Contextual and Individual Characteristics Predicting Individual Health Outcomes for Louisiana
A modified version of Andersen’s Behavioral Model of Health Utilization is the conceptual model that drove this study. The model was modified with the disaster resilience of place model as well as the hazards-of-place model of vulnerability used in disaster management literature. According to the model, equitable disaster mitigation would occur when demographic (age, gender) and need variables (contextual disaster risk and population health) accounted for most of the variance in individual health outcomes, while inequitable disaster mitigation would occur when social structure (contextual social resilience, community capital, individual social vulnerability), and enabling resources (institutional resilience, contextual and individual economic resilience, infrastructure resilience) determined health outcomes for individuals exposed to disaster events.
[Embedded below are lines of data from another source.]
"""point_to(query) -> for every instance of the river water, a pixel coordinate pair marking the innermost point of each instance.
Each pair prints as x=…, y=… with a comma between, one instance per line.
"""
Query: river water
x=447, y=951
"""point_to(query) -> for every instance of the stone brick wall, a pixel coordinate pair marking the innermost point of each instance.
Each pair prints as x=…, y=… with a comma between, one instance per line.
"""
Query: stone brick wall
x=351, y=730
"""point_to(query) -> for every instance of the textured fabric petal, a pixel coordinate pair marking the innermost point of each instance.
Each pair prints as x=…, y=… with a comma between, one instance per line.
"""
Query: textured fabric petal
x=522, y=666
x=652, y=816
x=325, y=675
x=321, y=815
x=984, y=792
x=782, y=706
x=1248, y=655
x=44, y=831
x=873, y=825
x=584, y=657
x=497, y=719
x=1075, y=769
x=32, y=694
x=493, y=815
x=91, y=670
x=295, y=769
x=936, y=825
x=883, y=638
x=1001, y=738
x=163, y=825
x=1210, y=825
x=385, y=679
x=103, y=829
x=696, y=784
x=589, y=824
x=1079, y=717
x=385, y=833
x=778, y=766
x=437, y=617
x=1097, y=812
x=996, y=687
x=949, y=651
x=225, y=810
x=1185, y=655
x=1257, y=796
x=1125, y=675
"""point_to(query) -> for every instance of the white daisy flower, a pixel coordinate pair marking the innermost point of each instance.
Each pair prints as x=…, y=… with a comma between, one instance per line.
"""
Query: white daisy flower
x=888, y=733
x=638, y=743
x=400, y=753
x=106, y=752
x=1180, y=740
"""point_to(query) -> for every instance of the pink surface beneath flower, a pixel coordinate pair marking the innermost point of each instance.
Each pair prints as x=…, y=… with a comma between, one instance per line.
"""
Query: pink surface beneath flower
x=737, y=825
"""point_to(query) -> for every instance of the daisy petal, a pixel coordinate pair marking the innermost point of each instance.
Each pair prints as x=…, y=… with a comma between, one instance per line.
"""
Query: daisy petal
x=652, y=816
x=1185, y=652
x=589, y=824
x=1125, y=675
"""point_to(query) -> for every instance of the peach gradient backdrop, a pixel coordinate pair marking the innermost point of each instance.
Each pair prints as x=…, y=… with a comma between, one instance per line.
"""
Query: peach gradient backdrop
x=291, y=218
The study was designed as a multilevel, repeated cross-sectional design with a three-level, nested structure (individuals nested within Louisiana parish cohorts and Louisiana parish cohorts nested within parishes). It used secondary data gathered from the Behavioral Risk Factor Surveillance System for 7 cohorts from 2004-2010. Parish-level data came from 12 additional sources. A representative sample of 34,685 individuals representing Louisiana was used to test the model. Because of the nature of the outcome variable (self-rated health on an ordinal scale ranging between 1 and 5), a nonlinear analysis was done using an ordered multinomial response model with a log-link function and empirical Bayes Markov chain Monte Carlo (MCMC) estimation. Steps in model building included (a) fitting the unconditional model, (b) fitting the unconditional growth model, (c) fitting the model with the main effects; and (d) fitting the model with the interaction effects.
Overall, 20% of the sample reported fair to poor health in 2004. By 2010, this number has increased to 25%. The results of the model testing clearly indicated inequitable disaster mitigation, with social resilience, individual social vulnerability, individual economic resilience and contextual economic resilience indicators explaining the most variance in the self-rated health levels of parish residents. Disaster risk indicators did play a role in explaining health outcomes, but not as strong as the variables mentioned.
A great deal of disaster research has focused on community disaster resilience, not taking into account the individual and its resilience within the community. By educating social work practitioners on the importance of building resilience not only within communities but within individuals as well, and raising the awareness of the problem of inequitable disaster mitigation, future macro focused social workers can help foster better health outcomes for individuals living in disaster prone areas in the USA.